As I explain in my upcoming book Doing the Right Things Right: How the Effective Executive Spends Time, executives are no longer limited to the C-Suite of a company. Strictly defined, an executive is anyone who executes business strategy to benefit their organization.
In our Brave New Business World (to paraphrase Aldous Huxley), the gap between leadership and workers has decreased significantly in recent years. But whatever the business conditions, it’s always helpful to put your heart into achieving your team’s goals. In part, this means helping make sure the whole team is willing, not just able, to achieve its goals. Contributing to your team’s well-being doesn’t mean usurping your team leader’s authority or prerogatives. The idea here is to contribute in ways that improve not just your own productivity, but the productivity of the entire team, without generating friction.
A Common Sense Approach
One way to pump up the volume on your team’s productivity is to make sure everyone has clear expectations not just of the team goals, but also of each team member’s expected contributions. For example, if you’re struggling to understand the team goals, make an appointment with your team leader, and ask for some clarification. If you already know the goals but feel hazy about the details, it may be because your leader has issued directives to everyone individually, so they know their individual contributions but no one else does… either that, or you missed the memo or meeting explaining everyone’s contributions and how you all fit together. Either way, if you need a better idea of what to expect from your coworkers, just ask them. With the exception of special projects, your team probably doesn’t practice compartmentalization; nor should it.
In the most effective teams, members work closely, share willingly and openly, are committed to the team, listen and communicate well, and actively support each other. All that occurs on the foundation of trust, respect, and reliability that underlie the workflow of any decent team. While long-term association helps establish all these characteristics, even new teams or team members can work together happily when they’re willing to expend some common courtesy. All it takes is a brief meeting to clarify who does what, how, and when, and to determine how all your contributions fit together. If necessary, you can be the initiator who arranges the meeting and clarifies those expectations. Hey, someone has to do it, and it doesn’t always have to be the boss acting as the project manager.

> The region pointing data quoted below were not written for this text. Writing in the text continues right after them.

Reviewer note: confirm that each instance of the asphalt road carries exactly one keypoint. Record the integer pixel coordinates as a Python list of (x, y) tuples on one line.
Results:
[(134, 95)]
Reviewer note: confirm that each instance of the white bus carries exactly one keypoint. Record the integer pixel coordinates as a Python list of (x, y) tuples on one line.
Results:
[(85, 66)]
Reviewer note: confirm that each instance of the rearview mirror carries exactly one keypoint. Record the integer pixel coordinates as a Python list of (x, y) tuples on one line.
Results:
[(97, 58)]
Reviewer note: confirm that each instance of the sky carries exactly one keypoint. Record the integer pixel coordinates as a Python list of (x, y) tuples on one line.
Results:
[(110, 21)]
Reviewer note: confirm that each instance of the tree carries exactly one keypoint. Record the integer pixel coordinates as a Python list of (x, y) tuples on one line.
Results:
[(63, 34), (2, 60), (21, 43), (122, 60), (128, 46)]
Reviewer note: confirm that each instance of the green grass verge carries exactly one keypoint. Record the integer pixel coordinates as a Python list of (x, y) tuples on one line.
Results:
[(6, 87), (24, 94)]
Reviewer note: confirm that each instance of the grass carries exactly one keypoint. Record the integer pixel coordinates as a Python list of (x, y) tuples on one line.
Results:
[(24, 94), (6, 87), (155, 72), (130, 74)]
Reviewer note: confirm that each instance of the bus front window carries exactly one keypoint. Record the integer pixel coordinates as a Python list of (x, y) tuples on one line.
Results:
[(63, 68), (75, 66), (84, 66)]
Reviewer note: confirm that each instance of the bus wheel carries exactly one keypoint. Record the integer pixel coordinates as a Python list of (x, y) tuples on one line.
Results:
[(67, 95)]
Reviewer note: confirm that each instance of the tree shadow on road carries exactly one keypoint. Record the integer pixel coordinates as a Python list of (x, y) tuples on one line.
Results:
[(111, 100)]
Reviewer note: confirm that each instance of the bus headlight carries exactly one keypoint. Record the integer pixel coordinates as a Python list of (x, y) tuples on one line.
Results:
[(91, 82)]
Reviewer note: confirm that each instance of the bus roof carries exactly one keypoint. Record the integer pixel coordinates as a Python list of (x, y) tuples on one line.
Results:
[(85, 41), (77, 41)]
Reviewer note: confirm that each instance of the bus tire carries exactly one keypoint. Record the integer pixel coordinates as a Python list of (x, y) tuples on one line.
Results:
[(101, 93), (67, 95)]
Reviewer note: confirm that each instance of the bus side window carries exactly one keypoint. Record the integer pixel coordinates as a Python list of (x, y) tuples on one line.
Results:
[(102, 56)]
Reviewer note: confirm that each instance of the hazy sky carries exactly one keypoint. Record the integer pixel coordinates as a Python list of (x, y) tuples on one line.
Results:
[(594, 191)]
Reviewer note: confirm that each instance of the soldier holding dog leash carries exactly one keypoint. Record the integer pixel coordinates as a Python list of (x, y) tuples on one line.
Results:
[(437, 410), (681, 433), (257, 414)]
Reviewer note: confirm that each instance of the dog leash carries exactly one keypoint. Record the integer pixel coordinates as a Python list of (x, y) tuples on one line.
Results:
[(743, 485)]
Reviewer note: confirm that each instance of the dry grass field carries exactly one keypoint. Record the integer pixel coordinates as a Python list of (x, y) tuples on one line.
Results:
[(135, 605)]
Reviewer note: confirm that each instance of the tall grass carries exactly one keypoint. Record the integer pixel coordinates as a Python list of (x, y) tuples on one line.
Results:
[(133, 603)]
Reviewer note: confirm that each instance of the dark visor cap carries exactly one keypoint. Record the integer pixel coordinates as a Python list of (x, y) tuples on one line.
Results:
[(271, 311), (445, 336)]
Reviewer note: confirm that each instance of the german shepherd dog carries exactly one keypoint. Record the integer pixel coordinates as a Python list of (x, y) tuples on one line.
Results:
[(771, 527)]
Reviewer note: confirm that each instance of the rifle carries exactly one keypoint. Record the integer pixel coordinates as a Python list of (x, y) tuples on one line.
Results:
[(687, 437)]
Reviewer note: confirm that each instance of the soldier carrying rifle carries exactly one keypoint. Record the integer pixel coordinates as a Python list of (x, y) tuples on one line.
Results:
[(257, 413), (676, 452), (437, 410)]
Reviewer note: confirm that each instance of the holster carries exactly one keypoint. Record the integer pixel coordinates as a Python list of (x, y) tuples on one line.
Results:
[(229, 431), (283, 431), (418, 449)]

Clarifying each team member’s work role exorcises the demon of uncertainty, leaving one less thing for the team to worry about. Up goes the satisfaction level, almost inevitably boosting productivity. We’re all happier when we all know what we and our teammates are supposed to be doing, rather than floundering around uncertainty or unclear processes, wondering if you’re all climbing the same mountain—and if you are, where you can find the rope that’s supposed to tie you together. When the matter is settled, you all have a clearer understanding of the team’s goals, accountability, and outcomes.
Role Mapping
One way to ensure clear expectations is to learn in detail what your teammates normally do on a daily basis. I mean, what do they do? If you already know a teammate’s job so well you can fill in for them during an illness or vacation, you’re golden; otherwise, find a way to clarify their work tasks and style, and the type of information they work with or produce. Produce the same kind of role map for your own job, for the rest of the team’s benefit. Document your role maps on paper, in a meeting, or even by shadowing each other when your jobs allow it.
Hopefully, your leader already believes in transparency and cross-training, since this will simplify role mapping. Well-constructed but non-communicative teams can’t function at full capacity when one of the crucial members goes missing, so it benefits everyone to not only have a deep knowledge of his or her own role, but also a working knowledge of everyone else’s.
For example: on a software production team, a tech writer benefits from some knowledge of programming and beta testing; the testers should know what information the writer needs; the programmers and other SMEs must be willing to communicate with the testers and tech writer on a regular basis. Even something as similar as a shared dashboard or document protocol can make life easier for team members, especially for groups whose members are geographically distributed.
Take special care mapping out the places where your roles overlap, because those “joints” will produce the most strain on your partnership. A little additional insight may be the oil that makes the most effective use of your team’s collective KSAs, and keeps the joints moving freely.